The write up reports second or third hand:
Trump called Mattis in the summer of 2018 and directed him to “screw Amazon” out of a chance to bid on a $10 billion cloud networking contract.
Interesting.
The shift to the cloud is an important step for the Department of Defense. An error might have a few minor downsides: Loss of life, intelligence failures, increased and unbudgeted triage expenses, and increased friction in data-centric processes.
The upside is that the Department of Defense has made a decision.
Several questions arise and may be worth considering:
First, will there be review processes? The allegation about instructions from the White House are, if true, reasonably clear.
Second, will Microsoft be able to deliver the cloud solutions the Department of Defense requires? There are a few—how shall I phrase it—impediments to effective use of information technology which must be addressed. These are a bit more challenging than shipping software updates which create problems for users.
Third, can Microsoft navigate around Amazon’s patent fences?
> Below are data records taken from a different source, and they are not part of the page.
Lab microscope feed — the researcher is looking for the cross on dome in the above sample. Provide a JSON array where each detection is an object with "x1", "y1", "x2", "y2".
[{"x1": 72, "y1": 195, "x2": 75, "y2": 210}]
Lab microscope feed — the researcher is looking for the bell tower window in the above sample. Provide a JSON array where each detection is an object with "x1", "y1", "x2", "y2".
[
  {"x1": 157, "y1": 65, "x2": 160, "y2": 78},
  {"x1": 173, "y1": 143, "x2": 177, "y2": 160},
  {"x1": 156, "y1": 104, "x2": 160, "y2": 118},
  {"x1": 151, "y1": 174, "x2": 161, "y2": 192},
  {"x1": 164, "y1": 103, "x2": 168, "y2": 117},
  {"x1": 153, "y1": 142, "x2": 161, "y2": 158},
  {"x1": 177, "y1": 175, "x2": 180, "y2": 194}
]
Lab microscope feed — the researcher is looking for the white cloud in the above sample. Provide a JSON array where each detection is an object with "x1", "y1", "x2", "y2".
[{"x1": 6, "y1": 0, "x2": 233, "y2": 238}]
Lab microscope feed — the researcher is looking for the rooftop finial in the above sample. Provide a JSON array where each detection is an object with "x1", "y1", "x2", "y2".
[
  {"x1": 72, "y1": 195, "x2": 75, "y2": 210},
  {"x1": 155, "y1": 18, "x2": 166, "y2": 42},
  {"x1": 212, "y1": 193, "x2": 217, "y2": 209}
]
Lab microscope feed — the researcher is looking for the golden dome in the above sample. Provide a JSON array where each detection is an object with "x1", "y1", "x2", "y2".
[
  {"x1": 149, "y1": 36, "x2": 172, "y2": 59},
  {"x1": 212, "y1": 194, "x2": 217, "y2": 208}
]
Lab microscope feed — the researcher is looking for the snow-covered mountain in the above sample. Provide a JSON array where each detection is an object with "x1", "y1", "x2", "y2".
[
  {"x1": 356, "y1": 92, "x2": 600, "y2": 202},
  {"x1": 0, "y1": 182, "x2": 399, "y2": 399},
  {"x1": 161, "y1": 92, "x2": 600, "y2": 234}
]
Some of the functionality which seems to be important to the DoD are within an Amazon patent fence. If Microsoft crawls under one of these fences, Amazon may sue. The litigation and any penalties might chew into Microsoft’s profit from the hard-won deal. (Are there examples? Yes, and I address these in my chapter for a forthcoming book, but the information is not for a free blog post on a chill Sunday morning, gentle reader. Alas!)
Net net: DarkCyber has a premonition that the MSFT JEDI assertions may make Holding the Line: Inside Trump’s Pentagon with Secretary Mattis a best seller.
Intriguing. Mad Dog becomes a celebrity author.